Milenko Sebić

Personal information
- Born: 30 December 1984 (age 41) Trstenik, SR Serbia, SFR Yugoslavia
- Height: 1.97 m (6 ft 6 in)
- Weight: 93 kg (205 lb)

Sport
- Country: Serbia
- Sport: Sports shooting
- Events: 10 metre air rifle; 50 metre rifle three positions;
- Club: Crvena Zvezda

Medal record
Men's shooting
Representing Serbia
Olympic Games
| Bronze medal – third place | 2020 Tokyo | 50m rifle 3 positions |
World Championships
| Bronze medal – third place | 2014 Granada | 50m rifle prone team |
| Bronze medal – third place | 2022 Cairo | 10 metre air rifle team |
European Games
| Bronze medal – third place | 2023 Kraków-Małopolska | 50 m rifle 3 positions team |
ISSF World Cup Final
| Silver medal – second place | 2019 Putian | 50m rifle 3 positions |
ISSF World Cup
| Silver medal – second place | 2016 Munich | 50m rifle 3 positions |
| Bronze medal – third place | 2021 Osijek | 10m air rifle team |
European Championships
| Gold medal – first place | 2009 Osijek | 50m rifle prone team |
| Silver medal – second place | 2021 Osijek | 10m air rifle team |
| Silver medal – second place | 2019 Osijek | 10m air rifle team |
| Silver medal – second place | 2017 Maribor | 10m air rifle team |
| Bronze medal – third place | 2007 Granada | 50m rifle 3 positions team |
| Bronze medal – third place | 2025 Châteauroux | 50 m Rifle 3 Positions Team |
Mediterranean Games
| Gold medal – first place | 2022 Oran | 10 m air rifle |
Universiade
| Silver medal – second place | 2007 Bangkok | 50m rifle 3 positions |

= Milenko Sebić =

Serbian sports shooter (born 1984)

Milenko Sebić (Миленко Себић; born 30 December 1984) is a Serbian sports shooter. He won a bronze medal in men's 50 metre rifle 3 positions at the 2020 Summer Olympics.
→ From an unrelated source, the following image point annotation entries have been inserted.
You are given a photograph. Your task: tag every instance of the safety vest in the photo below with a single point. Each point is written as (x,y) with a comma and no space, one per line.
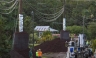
(36,53)
(39,53)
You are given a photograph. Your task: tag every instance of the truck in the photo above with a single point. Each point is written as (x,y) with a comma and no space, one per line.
(77,47)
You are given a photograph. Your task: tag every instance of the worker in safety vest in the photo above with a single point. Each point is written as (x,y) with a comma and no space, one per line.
(39,53)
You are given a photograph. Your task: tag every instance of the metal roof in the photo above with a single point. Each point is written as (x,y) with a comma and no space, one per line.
(44,28)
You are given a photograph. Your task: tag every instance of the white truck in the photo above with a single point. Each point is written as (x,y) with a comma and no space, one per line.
(77,48)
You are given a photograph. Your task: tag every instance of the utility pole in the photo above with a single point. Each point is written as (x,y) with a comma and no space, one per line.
(20,6)
(64,19)
(32,13)
(20,17)
(83,23)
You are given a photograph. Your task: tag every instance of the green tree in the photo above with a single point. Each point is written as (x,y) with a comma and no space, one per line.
(46,36)
(92,30)
(75,29)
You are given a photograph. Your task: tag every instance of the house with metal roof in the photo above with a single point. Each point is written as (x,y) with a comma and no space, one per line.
(41,29)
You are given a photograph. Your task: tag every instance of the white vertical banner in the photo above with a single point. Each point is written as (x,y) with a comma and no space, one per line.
(64,24)
(20,23)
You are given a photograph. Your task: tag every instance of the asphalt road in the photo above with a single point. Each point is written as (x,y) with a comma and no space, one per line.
(55,55)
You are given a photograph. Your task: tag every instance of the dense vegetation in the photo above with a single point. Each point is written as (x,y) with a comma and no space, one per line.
(75,12)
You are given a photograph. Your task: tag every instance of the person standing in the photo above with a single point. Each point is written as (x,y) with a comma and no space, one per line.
(39,53)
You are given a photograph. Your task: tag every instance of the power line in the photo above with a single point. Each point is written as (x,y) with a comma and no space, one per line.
(47,17)
(11,6)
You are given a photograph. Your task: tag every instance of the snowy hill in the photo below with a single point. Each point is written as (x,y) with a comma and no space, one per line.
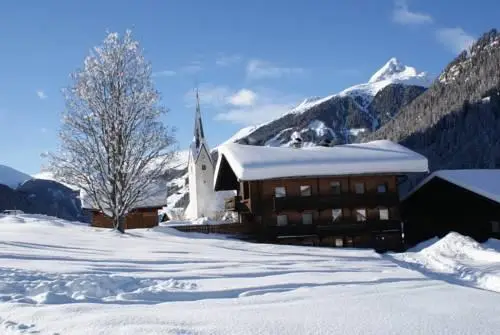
(62,278)
(455,123)
(341,117)
(12,177)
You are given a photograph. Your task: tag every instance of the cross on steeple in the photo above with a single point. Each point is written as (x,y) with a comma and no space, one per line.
(199,136)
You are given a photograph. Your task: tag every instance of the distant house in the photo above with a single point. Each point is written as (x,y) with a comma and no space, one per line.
(464,201)
(346,195)
(143,215)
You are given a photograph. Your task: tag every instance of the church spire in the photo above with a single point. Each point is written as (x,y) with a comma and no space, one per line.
(199,136)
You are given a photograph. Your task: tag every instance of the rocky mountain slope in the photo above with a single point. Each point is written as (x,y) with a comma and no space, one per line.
(341,117)
(12,177)
(456,122)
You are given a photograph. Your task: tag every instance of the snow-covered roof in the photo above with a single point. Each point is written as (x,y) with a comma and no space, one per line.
(256,162)
(485,182)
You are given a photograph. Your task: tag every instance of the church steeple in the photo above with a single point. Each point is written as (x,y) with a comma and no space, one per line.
(200,173)
(199,136)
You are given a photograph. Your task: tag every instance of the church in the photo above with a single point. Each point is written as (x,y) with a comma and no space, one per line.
(202,198)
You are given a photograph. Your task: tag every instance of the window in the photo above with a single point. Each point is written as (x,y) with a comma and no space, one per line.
(383,214)
(495,227)
(281,220)
(279,192)
(335,186)
(306,218)
(305,190)
(361,214)
(336,214)
(246,190)
(359,188)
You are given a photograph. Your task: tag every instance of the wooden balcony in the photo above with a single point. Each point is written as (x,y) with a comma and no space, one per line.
(344,227)
(344,200)
(236,204)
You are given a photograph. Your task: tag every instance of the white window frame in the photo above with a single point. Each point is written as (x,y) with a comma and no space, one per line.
(304,188)
(495,226)
(384,216)
(309,214)
(334,185)
(360,213)
(356,188)
(278,194)
(339,216)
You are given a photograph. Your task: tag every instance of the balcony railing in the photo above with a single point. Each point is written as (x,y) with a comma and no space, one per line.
(345,227)
(321,202)
(235,204)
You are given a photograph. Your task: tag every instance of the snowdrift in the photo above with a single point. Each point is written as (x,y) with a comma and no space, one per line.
(457,259)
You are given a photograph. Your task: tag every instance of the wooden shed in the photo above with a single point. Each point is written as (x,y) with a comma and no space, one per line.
(344,196)
(463,201)
(143,215)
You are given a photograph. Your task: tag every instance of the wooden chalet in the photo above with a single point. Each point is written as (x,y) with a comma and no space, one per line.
(345,196)
(143,215)
(463,201)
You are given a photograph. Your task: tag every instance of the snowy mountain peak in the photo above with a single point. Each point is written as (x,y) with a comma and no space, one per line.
(394,69)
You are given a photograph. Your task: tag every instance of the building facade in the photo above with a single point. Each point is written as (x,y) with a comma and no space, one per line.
(321,196)
(137,218)
(200,172)
(462,201)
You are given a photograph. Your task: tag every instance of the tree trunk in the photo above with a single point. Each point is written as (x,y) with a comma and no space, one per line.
(120,224)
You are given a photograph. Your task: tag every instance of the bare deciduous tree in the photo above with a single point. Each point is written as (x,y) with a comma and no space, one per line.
(113,145)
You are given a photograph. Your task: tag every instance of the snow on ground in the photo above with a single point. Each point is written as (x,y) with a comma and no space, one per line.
(61,278)
(458,259)
(12,177)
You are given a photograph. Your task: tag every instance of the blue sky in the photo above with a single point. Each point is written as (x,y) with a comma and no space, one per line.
(252,60)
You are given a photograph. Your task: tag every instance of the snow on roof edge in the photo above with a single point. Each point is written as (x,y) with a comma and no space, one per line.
(374,157)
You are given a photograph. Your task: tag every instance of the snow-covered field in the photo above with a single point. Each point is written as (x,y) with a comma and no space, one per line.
(62,278)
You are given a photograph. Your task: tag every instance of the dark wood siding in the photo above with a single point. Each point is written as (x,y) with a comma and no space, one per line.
(261,208)
(440,207)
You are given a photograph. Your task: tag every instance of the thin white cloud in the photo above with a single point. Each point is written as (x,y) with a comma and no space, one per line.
(254,114)
(259,69)
(191,68)
(227,60)
(455,39)
(244,106)
(41,94)
(402,15)
(243,97)
(165,73)
(210,95)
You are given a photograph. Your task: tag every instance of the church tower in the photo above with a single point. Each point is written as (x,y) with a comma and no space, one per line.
(201,173)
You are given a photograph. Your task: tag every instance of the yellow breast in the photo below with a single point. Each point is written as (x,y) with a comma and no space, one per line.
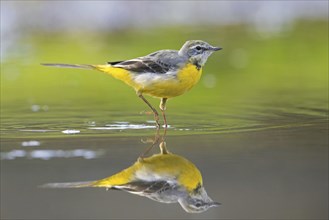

Sebić was part of the Serbian national team that won a gold medal in 50 metre rifle prone at the 2009 European Shooting Championships and a bronze medal in 50 metre rifle 3 positions event in 2007. He won a silver medal at the 2007 Summer Universiade in Bangkok in 50m rifle 3 positions event. He also competed in the men's 10 metre air rifle and men's 50 metre rifle 3 positions events at the 2016 Summer Olympics.

==Personal life==
In October 2014, Sebić married Russian sports shooter Alina Sebić (née Andreeva).